自宅が損壊して危険な場合には避難所に避難しますが、自宅で過ごせる状態であれば、新型コロナウィルスなどの感染症にかかるリスクが少ない在宅避難が注目されています。

実は、東日本大震災の直後、車いす使用者などは避難所に行っても、当日または数日後、自宅に戻ってしまいました。「仮設トイレが使えない」「段差があったり、狭くて移動が困難」などの理由です。また、「障害者を受け入れてくれる避難所も、すぐ見つからなかった」こともお聞きしています。そうです。当時は仕方なく、一部の障害者が在宅避難をしていました。

最初は自宅が損壊する可能性もあるので、ハザードマップからどこに避難するのか調べてから、在宅避難も選択肢の一つに考えてみてはいかがでしょうか。いざというときに、在宅避難と避難所生活のどちらも事前に想定しておくことは重要です。

備えあれば憂いなし(自助)

窓ガラスや食器棚に飛散防止フィルムを貼ったり、家具を固定し、扉付近や廊下に物を置かない。こういった日頃からの部屋の掃除や片付けが、減災につながります。

救助活動の現場では災害後3日間(72時間)が勝負といわれています。
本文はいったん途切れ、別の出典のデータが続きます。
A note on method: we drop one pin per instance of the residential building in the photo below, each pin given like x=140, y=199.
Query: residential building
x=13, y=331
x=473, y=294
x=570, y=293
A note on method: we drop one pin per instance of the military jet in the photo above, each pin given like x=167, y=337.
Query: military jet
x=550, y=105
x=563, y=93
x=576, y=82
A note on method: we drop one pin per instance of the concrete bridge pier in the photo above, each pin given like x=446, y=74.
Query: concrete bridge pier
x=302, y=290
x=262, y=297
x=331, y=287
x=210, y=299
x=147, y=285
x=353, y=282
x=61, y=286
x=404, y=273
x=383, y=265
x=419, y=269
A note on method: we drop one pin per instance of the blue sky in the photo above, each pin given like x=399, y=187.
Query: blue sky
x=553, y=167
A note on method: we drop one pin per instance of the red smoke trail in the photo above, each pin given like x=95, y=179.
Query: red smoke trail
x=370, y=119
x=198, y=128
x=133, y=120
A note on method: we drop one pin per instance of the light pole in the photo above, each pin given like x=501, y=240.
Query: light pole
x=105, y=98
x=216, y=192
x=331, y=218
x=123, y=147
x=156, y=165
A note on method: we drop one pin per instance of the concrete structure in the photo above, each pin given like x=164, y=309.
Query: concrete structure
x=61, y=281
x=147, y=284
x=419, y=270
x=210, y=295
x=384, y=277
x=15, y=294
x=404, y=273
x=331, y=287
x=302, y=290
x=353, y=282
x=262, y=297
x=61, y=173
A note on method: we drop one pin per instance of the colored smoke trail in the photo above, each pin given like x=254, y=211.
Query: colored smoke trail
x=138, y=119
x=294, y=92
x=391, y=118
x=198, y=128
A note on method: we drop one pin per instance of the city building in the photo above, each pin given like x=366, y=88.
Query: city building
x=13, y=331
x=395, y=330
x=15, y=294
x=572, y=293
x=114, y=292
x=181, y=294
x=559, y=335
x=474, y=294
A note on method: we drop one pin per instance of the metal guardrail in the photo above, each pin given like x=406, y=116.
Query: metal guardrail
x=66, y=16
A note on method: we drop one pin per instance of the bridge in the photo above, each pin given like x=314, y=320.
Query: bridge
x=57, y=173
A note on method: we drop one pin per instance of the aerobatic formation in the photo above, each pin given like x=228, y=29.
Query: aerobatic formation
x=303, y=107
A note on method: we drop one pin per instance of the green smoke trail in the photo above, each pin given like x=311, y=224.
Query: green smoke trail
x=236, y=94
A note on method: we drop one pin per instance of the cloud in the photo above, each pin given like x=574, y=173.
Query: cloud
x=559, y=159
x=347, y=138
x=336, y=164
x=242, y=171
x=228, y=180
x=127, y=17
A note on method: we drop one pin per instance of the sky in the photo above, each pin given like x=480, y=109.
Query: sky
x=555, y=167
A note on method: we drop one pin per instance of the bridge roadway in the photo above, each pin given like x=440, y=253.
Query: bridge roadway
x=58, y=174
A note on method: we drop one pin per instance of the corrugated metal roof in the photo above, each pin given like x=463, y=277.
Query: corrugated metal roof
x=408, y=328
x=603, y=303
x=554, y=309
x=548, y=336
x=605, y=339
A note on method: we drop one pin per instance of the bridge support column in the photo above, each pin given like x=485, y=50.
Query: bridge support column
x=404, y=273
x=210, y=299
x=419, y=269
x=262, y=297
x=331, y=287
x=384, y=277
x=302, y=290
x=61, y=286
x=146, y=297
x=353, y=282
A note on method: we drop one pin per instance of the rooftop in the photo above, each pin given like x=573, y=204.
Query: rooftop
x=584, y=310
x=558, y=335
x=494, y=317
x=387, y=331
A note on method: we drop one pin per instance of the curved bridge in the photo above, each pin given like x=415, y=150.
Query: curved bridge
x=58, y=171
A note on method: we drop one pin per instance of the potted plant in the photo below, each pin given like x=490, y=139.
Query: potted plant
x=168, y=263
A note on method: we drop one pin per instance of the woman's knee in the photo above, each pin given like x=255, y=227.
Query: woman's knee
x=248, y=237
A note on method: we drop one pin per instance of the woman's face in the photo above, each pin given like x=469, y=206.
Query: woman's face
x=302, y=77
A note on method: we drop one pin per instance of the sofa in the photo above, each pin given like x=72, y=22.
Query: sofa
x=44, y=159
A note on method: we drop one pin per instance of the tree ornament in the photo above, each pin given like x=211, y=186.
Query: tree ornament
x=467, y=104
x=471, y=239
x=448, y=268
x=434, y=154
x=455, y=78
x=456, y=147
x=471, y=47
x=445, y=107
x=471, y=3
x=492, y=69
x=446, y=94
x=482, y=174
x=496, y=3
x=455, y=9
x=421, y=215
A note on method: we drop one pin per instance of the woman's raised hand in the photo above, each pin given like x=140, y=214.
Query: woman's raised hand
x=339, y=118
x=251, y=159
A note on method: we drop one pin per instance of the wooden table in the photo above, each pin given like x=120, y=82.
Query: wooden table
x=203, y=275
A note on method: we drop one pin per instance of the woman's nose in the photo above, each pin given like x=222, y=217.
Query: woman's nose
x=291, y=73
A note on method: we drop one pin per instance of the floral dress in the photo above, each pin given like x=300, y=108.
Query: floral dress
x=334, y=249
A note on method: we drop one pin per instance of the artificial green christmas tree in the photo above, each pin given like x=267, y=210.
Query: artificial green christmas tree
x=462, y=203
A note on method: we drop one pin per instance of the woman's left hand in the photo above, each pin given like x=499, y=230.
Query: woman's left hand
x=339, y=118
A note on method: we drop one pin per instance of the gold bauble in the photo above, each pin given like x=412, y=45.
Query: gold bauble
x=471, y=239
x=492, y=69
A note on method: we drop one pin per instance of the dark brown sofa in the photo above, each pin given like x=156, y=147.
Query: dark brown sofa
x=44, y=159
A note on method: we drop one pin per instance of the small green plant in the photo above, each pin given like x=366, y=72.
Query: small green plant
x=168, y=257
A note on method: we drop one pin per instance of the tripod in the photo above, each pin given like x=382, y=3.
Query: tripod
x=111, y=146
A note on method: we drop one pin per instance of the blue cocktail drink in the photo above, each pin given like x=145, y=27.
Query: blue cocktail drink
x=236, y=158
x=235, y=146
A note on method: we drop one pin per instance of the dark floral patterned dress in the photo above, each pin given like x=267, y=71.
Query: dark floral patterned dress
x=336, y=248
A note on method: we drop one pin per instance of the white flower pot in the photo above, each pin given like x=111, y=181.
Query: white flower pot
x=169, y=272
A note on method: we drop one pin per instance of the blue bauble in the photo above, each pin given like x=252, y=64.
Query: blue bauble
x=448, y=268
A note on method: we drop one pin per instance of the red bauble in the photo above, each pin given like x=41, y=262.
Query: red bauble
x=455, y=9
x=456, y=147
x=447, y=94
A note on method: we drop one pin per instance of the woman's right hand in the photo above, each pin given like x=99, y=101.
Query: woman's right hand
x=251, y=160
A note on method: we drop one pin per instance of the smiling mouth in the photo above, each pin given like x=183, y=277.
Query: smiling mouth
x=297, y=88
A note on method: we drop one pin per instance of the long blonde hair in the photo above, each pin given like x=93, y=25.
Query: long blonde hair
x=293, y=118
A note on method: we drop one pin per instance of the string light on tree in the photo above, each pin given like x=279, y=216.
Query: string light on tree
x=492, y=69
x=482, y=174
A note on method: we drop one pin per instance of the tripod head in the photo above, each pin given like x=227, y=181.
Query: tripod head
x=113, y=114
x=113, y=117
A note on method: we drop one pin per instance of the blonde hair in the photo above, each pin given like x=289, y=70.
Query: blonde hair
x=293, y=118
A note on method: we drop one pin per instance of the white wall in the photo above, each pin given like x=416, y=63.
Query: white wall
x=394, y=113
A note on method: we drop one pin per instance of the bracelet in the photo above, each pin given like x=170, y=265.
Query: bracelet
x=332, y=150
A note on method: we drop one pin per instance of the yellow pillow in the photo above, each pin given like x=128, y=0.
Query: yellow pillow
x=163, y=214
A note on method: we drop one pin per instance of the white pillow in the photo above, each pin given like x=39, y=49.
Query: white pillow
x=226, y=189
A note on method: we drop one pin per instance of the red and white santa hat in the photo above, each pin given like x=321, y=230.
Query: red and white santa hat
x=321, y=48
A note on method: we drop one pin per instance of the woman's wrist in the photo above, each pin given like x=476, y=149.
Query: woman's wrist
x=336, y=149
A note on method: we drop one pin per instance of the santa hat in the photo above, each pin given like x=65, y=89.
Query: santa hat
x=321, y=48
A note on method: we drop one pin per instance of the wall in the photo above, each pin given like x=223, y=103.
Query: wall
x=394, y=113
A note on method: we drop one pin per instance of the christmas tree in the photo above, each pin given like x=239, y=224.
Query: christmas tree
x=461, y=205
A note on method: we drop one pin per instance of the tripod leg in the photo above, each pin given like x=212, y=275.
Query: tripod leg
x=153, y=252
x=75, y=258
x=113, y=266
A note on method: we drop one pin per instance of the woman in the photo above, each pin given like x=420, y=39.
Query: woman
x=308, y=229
人命救助が最優先になるので、防災備蓄品はご本人とご家族の最低3日間分を備えておくと安心です。

防災備蓄品とは、非常食、飲用水、非常用トイレ、常備薬および応急手当用品などです。年に一度は定期的にチェックしましょう。急な避難に対応できるように、持ち出し品は何を持っていくべきかリストアップしておくと、いざという時に安心です。

お互い様の精神(共助)

災害時は、公助による助けがすぐに来ない可能性があるでしょう。そのため、災害時は自助や地域住民同士で助け合う共助が大切だとされています。まず自分や家族の安全が確保できていることが前提の活動です。自分のペースで無理のない範囲で行ってください。

最後に、防災士の資格を取って終わりではなく、重要なのは資格を取った後の勉強や実践です。誰かがやってくれるだろうという気持ちを捨てて、自分から積極的に防災活動に関わっていただければ幸いです。